During a scan, the scanner finds vulnerabilities within the Target’s URLs. When the scanner finds a vulnerability, a finding is created. These findings are registered at Snyk API & Web, and there are some actions you can do over them, namely:
Change a finding’s state
Change a finding’s severity
Change a finding’s assignee
Change a finding’s label
Re-test a finding
Add a note to a finding
Change State
A finding’s state can change either automatically (by the scanner, as a result of a target scan or re-test) or manually (by means of the user’s actions).
Using the Snyk API & Web interface, you can define a finding as “Accepted” if you acknowledge and accept its risk, or as “Invalid” if you consider it to be a false positive.
You can do so from either view of the Finding's details or from the Findings list:
from the side panel / small details screen, by clicking on the 3 vertical dots that appear on the bottom-right corner and choosing the respective action:
from the full details page, by clicking on the respective button, on the bottom right of the screen:
or from the list of findings, by clicking the State dropdown:
These actions will be reflected in the State field shown below:
To learn more about the findings’ states and how they can change, make sure to read this article.
Change Severity
Depending on the type of vulnerability found, its exploitability, impact, and scope, a CVSS score and severity classification are attributed to the finding, helping you prioritize the vulnerabilities fixes:
While the CVSS score cannot be manually changed, you can still change the finding’s severity. This can be done directly from the finding’s details page:
either from the small details panel, by clicking on the 3 vertical dots to open the dropdown menu, and clicking on the Change severity option:
or from the full details page, by clicking on the respective button, on the bottom right of the screen:
Regardless of which method you choose, you can then define the intended value and save the change:
Once you do, Snyk API & Web will not change the severity back, so please make sure you really intend to make the change. You can read more about this in severity levels in findings.
Change Assignee
After a target scan or a re-test, you may want to assign a vulnerability to be taken care of by a certain team member. This can be done either through the finding’s details page, by clicking on the respective pencil icon next to the Assignee field (see image below), or through the Target's page or the Scan Results page, by selecting one or more findings and clicking on the respective dropdown.
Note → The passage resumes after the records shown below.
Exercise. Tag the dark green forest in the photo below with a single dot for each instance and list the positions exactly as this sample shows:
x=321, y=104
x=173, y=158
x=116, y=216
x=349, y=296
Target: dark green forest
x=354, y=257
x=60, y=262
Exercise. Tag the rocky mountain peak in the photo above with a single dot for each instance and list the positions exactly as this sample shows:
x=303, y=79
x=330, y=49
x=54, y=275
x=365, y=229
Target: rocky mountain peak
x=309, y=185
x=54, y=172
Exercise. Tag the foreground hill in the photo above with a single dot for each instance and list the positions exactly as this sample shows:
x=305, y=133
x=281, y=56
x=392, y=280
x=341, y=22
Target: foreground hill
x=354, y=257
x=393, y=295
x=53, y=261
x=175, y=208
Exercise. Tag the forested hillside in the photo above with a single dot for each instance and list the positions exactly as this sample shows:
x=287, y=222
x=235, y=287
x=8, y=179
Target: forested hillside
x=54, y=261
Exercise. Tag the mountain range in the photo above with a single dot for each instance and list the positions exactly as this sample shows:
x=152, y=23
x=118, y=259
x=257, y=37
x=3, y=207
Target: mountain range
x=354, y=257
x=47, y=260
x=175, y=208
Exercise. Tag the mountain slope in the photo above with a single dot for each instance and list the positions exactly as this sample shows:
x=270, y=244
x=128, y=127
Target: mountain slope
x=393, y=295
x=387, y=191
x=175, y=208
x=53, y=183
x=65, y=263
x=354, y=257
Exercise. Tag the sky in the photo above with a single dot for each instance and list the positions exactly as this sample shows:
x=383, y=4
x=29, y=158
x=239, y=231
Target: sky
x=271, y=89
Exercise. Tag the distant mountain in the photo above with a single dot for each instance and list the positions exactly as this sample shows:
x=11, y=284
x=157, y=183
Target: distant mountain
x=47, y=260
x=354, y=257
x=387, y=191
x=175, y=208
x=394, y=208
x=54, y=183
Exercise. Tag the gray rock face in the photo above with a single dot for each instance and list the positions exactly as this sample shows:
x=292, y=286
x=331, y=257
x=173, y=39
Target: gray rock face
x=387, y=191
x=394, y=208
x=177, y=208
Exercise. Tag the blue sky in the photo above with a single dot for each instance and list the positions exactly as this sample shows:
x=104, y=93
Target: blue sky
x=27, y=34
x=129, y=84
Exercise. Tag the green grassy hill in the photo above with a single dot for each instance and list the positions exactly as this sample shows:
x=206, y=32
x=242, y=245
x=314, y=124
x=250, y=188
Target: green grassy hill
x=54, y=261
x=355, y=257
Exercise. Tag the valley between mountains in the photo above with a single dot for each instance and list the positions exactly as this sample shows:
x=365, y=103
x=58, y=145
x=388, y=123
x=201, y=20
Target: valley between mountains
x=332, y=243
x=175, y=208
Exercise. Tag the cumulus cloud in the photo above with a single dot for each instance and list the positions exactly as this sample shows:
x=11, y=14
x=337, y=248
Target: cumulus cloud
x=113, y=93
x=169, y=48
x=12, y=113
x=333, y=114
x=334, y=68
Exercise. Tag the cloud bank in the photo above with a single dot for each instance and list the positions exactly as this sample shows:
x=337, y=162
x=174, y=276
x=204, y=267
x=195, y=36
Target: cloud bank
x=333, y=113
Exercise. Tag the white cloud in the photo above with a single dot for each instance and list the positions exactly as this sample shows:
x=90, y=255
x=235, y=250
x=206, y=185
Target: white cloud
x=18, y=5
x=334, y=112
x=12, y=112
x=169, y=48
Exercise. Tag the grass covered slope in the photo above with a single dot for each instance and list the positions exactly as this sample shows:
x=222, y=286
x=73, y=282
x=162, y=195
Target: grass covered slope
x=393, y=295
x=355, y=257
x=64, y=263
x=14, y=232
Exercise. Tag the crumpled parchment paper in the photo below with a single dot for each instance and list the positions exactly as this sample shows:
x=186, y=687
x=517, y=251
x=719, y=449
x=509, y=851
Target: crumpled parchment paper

To learn more about how to change a finding’s assignee, make sure to read this article.
Change Labels
To help you filter scan results, you may want to use finding labels. You can create and apply them to your findings:
through the finding’s details page, by clicking on the pencil icon that appears next to the respective field:
or through the findings list, by clicking on the Set labels dropdown:
Re-test
After fixing vulnerabilities previously reported by Snyk API & Web, you can re-test them to make sure they can no longer be exploited and are indeed resolved.
To start a re-test:
visit the finding’s details and click on the Re-test button:
or access any list in which it is displayed (target's page, scan results page, or findings list), select it, and click on the Re-test button:
If, during a re-test, the scanner isn’t able to replicate the vulnerability, the finding is marked as Fixed; otherwise, it remains listed as Not Fixed until it can no longer be replicated by the scanner.
Add a note
When viewing a vulnerability’s details, you can add comments or notes for your teammates: just scroll down to the bottom of the page, write the intended note, and press the Add note button. Please bear in mind that these notes are not a way to contact Snyk API & Web and should only be used to leave contextualized information available for your teammates.